Anfang November hat der Large Hadron Collider (LHC) begonnen, zwei Strahlen von Blei-Ionen zur Kollision zu bringen. Nun wurden dabei erstmals sogenannte Z-Bosonen nachgewiesen. Auch diese Ereignisse hatte das Ereignis-Auswahlsystem ("Trigger") des HEPHY selektiert.

19.11.2010

"Das wurde möglich durch die exzellente Performance des LHC und der hohen Qualität des CMS-Detektors.", sagte Guido Tonelli, Sprecher des CMS-Experiments. "CMS ist besonders gut geeignet Z-Bosonen in den komplexen Ereignissen der Blei-Blei-Kollisionen nachzuweisen", so Tonelli weiter, und "CMS-Physiker rund um die Welt analysieren die aufregenden neuen Daten und wir werden unsere ersten Ergebnisse mit Schwerionen-Kollisionen rasch publizieren". 
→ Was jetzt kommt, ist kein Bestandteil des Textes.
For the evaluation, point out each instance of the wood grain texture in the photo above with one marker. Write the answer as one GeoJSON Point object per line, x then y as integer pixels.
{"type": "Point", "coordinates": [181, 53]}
CMS hat 10 solcher Ereignisse aufgezeichnet. Ein Paar von Elektronen oder Myonen dessen Energien und Impulse kompatibel mit dem Zerfall eines solchen Z-Bosons sind, liefern dabei das entscheidende Kriterium.

Das Z-Boson ist Träger der schwachen Wechselwirkung und wurde bereits 1983 am CERN entdeckt, aber noch nie in Schwerionen-Kollisionen nachgewiesen. Diese Entdeckung liefert einen wichtigen Test auch für andere Messungen, wie etwa der Produktion sogenannter J/Psi und von Y-Teilchen. Alles das liefert Hinweise auf die Entstehung kleiner Mengen von Quark-Gluon-Plasma, ein Materiezustand wie er in ähnlicher Form kurze Zeit nach dem Urknall existiert hat.